Later, at a structured HIIT circuit in a Marina gym, I caught something subtle yet important: lateral movements barely shifted them. Burpees, battle ropes, even box jumps — they wobbled slightly on the vertical but never lost their seal or sound direction. That’s the kind of dependable, real-world performance you only appreciate after watching your overpriced earbuds take flight into a gym corner mid-jump squat.
The Science of Staying Aware
The beauty of open-ear design isn’t just safety; it’s sanity. I can’t count the number of times I’ve missed deliveries, ignored coworkers, or nearly walked into people because noise-canceling headphones turned me into an oblivious idiot. The OpenFit 2+ changes that dynamic completely.
You don’t feel sealed off. You feel part of the world, just with a private soundtrack layered on top. You can hear conversations, traffic, your own voice, even your breathing — all while your music flows seamlessly underneath. There’s something liberating about that. It’s a reminder that technology doesn’t have to isolate to impress.

This, I think, is the future of audio for multitaskers — for parents who need to hear their kids while cooking, for commuters who need to hear station announcements, for runners who like to stay alive. Shokz has found a way to make awareness feel luxurious, not like a compromise.
Quirks and the Humble Imperfections
No tech is flawless. The OpenFit 2+ stumble occasionally, and it’s only fair to admit it.
The AI-enhanced microphones, for example, are hit-or-miss. Indoors, calls sound crisp and clear, better than expected. Outdoors, in wind? Let’s just say the AI has its limits. I once tried taking a call during a particularly gusty morning run, and my friend asked if I was “inside a blender.” Not ideal.
The multipoint connection, while lifesaving, can be a little temperamental. Switching between phone and laptop sometimes takes a few seconds longer than you’d like. And if you’re someone who wears thick glasses, that tiny pressure point behind the ear never completely disappears.
But these are minor irritations, not dealbreakers. The kind of quirks you forgive in a partner because the relationship, on the whole, is so damn good.

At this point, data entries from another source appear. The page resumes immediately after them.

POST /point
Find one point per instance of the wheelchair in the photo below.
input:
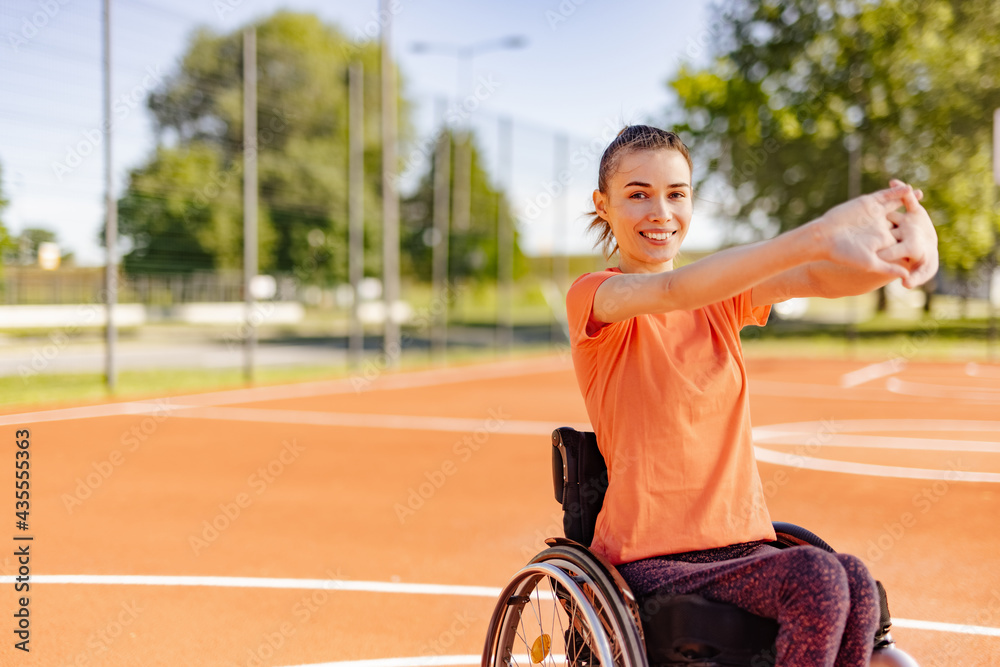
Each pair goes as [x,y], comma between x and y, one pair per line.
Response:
[569,606]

Living With the Shokz OpenFit 2+
After the testing phase ended, I did something rare: I kept wearing them. Normally, after reviewing a product, I move on to the next shiny thing. But the OpenFit 2+ stayed. They became part of my routine in ways I didn’t expect.
They’re what I grab in the morning for a quick dog walk, when I’m too tired for conversation but too aware for silence. They’re my companion during late-night chores, when I want a podcast whispering in my ear without drowning out the world. They’re even my guilty pleasure at bedtime — I’ll slip them on to listen to an audiobook quietly while my partner sleeps beside me, the sound directed perfectly at me and nowhere else.

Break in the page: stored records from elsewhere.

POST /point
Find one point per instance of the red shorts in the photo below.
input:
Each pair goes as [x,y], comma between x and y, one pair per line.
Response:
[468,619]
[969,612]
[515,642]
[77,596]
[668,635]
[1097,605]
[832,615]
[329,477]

They blend into life the way all great tech should: invisibly, effortlessly, meaningfully. They don’t demand attention; they enhance the moments you’re already living.
That’s the highest compliment I can give.
The Verdict
Open-ear designs have existed for years, but they’ve always been weirdly transitional — a half-step between bone conduction and in-ear, never quite satisfying either crowd. The Shokz OpenFit 2+ changes that conversation.
The Shokz OpenFit 2+ aren’t perfect, but they’re extraordinary in their honesty. They don’t try to trick you into thinking you’re wearing over-ear studio cans. They don’t chase impossible bass or pretend to block the world. They lean into what open-ear audio should be: balanced, breathable, alive.
They sound almost as good as Bose, fit better, and cost less. They handle sweat, chaos, and long days without complaint. They make you feel present. They make you forget you’re wearing them.
After living with them, my only real complaint is that I can’t go back to anything else. Every time I switch to closed earbuds, the silence feels oppressive. The OpenFit 2+ have spoiled me.
If this is the future of open-ear design, then Bose should be paying attention — because Shokz just proved that comfort, sound, and practicality can finally coexist.